Le 15 novembre 2013, la PlayStation 4 débarque enfin avec un line-up bien fourni mais composé de jeux quasiment tous déjà disponibles sur PlayStation 3 et sur les consoles Xbox. Les jeux exclusifs à la huitième génération de consoles arrivant au compte-goutte, la PS3 reste encore d’actualité pendant au moins deux ans et un certain nombre de jeux sortis en 2014 restent exclusifs aux consoles de septième génération avant d’être portés quelques années plus tard. C’est le cas de Dragon Ball Z Battle of Z, Castlevania Lords of Shadows 2, South Park Le Bâton de la Vérité, Dark Souls II, Borderlands The Pre-Sequel, Assassin’s Creed Rogue et Escape Dead Island. La plupart sortent à la fois sur les deux générations pour ne pas laisser les joueurs PlayStation 3 et Xbox 360 sur le carreaux. L’année 2014 voit alors défiler des jeux comme Thief, Metal Gear Solid V Ground Zeroes, Child of Light, Wolfenstein The New Order, Watch Dogs, Ultra Street Fighter IV, Murdered Soul Suspect, Destiny, Alien Isolation, The Evil Within, Little Big Planet 3, Far Cry 4, Dragon Age Inquisition, The Walking Dead Saison 2 et The Wolf Among Us.

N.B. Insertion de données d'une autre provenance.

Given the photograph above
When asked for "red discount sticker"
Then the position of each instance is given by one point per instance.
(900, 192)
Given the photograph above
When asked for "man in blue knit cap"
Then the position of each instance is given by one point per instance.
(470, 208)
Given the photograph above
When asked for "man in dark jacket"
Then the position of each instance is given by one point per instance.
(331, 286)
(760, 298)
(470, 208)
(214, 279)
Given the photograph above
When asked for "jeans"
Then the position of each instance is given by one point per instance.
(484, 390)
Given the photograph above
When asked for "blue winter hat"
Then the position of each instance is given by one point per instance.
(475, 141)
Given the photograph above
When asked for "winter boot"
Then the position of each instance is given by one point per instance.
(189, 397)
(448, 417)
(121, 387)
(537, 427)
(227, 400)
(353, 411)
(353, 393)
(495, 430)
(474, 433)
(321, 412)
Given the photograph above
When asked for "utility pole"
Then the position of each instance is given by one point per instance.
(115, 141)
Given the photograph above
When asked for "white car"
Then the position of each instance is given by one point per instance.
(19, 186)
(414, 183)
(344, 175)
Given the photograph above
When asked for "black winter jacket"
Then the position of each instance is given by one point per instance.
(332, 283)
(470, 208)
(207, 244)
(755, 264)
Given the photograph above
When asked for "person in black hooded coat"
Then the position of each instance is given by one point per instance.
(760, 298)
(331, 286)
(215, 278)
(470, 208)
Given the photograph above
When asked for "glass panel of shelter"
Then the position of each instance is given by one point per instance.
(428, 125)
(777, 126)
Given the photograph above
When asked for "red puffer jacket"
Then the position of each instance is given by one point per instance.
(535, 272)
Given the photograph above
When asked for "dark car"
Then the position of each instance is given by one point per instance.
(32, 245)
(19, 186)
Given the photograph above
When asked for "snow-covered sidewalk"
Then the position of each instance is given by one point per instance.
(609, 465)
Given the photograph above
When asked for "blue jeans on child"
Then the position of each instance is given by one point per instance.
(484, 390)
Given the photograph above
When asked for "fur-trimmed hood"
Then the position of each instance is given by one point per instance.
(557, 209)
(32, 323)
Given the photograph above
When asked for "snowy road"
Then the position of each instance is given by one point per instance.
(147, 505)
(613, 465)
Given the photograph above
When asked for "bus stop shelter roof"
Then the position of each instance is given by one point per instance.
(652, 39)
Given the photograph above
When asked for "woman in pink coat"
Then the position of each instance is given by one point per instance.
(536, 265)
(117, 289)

Petit à petit, les nouveaux jeux deviennent trop gourmands pour la PlayStation 3 et perdent en fluidité sur cette dernière. Mais pas mal de titres en communs continuent de sortir en 2015 comme Dragon Quest Heroes, Life is Strange, Dragon Ball Xenoverse, Resident Evil Revelations 2, Shovel Knight, J-Stars Victory VS, Saint Seiya Soldiers’ Souls, Metal Gear Solid V The Phantom Pain, Game of Thrones et Minecraft Story Mode. En 2016, la PS4 a déjà deux ans et commence à multiplier les bonnes exclusivités. Un certain nombre de jeux en commun continuent toutefois de sortir sur PS3, parfois uniquement au Japon comme Odin Spere Leifthrasir, Dragon Quest Builders, Dragon Quest Heroes II, Star Ocean Integrity and Faithlessness et Tales of Berseria. D’autres parviennent encore en Occident tels The Walking Dead Michonne, Tales from the Borderlands, Batman The Telltale Series, Persona 5, Berserk and the Band of the Hawk et BlazBlue Central Fiction.

Tandis que la fin de la production de PlayStation 3 est annoncée cette même année, pratiquement plus aucun jeu ne sort et les ventes s’élèvent au final à 87,41 millions d’unités, dépassant de peu les 85,80 millions de la Xbox 360, mais restant toujours derrière les 101,63 millions de la Wii. Arrivée tardivement avec une ludothèque de base pas terrible et un prix de vente très élevé, la PlayStation 3 a toutefois su se ressaisir avec les années et s’enrichir d’une très grande ludothèque de qualité tout en maintenant des ventes régulières. Sans atteindre le niveau atmosphérique de ses illustres grandes sœurs, elle demeure une console parmi les plus marquantes de sa génération.